Wait a minute! The idea here is NOT to draw lines connecting beginnings with endings. The idea here is to imagine intermediate states that could conceivably exist between any pairing of beginning point with endpoint. In other words, we don't ask, "How can we get from GuyMeetsGalInBar to RetaliatoryAffair?" Instead, we ask, "What are interesting moments between the two?" Thus, we certainly must have that critical moment where the player makes a decision. Even so, such a critical moment need not be confined to a single event; there are a thousand tiny steps to infidelity. Can we list such steps? Fantasizing about illicit affairs, serious eye contact, dancing together, private but nonsexual meetings, being together in the presence of a bed, and so forth.

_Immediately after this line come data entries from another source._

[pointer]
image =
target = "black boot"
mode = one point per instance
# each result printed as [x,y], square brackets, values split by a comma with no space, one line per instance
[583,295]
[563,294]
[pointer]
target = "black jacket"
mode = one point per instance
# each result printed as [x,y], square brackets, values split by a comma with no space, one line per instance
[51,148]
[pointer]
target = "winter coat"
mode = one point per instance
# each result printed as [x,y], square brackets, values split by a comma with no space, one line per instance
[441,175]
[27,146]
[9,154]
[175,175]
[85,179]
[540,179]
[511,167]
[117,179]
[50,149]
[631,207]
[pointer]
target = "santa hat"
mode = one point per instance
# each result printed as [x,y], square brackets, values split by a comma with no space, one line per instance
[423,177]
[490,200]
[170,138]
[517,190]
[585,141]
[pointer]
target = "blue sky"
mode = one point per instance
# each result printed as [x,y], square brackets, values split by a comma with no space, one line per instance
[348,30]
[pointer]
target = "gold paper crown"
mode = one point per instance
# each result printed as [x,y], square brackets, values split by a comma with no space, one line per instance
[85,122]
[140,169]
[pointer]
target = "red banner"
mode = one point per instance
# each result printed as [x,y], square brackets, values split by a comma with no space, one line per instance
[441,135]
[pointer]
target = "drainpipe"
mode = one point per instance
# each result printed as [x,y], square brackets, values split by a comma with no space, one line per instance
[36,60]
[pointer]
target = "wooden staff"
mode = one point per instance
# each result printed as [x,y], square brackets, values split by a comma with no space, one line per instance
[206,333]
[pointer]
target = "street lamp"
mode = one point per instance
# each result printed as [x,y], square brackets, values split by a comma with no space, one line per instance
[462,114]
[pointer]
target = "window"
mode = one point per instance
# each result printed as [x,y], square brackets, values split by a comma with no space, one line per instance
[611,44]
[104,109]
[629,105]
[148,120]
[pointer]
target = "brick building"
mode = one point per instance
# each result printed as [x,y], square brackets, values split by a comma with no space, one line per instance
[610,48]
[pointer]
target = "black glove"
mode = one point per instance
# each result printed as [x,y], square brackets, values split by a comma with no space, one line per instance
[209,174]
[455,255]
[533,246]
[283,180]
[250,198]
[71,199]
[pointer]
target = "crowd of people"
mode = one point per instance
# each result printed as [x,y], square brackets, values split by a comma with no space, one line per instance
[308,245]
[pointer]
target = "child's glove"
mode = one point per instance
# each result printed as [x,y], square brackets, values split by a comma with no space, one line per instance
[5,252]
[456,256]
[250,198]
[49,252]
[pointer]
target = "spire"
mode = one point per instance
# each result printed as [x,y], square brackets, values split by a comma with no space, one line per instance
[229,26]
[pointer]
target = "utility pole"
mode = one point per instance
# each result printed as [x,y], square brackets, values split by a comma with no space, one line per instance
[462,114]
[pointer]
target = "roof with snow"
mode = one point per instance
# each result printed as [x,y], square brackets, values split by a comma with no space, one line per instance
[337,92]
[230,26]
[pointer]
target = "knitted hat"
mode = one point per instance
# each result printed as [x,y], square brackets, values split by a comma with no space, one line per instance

I think that I have gone beyond my target. My goal in this exercise was to step through the creative process by which a storybuilder creates a web, and I think that I can now see the "Adultery" web clearly. The crucial steps were:
1. establishing a topic.
2. determining a theme, expressed in terms of the internal conflict that the player is meant to experience.
3. listing many possible outcomes of such a conflict.
4. listing many possible openings for such a conflict.
5. listing many possible intermediate points.
6. flesh out the web
In other words, we ask the storybuilder to create a bunch of endings, a bunch of beginnings, and a bunch of middles. Hey, interactive storytelling doesn't dispense with beginning, middle, and end -- it has lots and lots of them! Once all those beginnings, middles and ends have been created, the storybuilder starts linking them up, including additional twists and variations.
Now really, what could be simpler? And what can the computer bring to this exercise? Right now, this exercise looks easier done on paper than on the computer.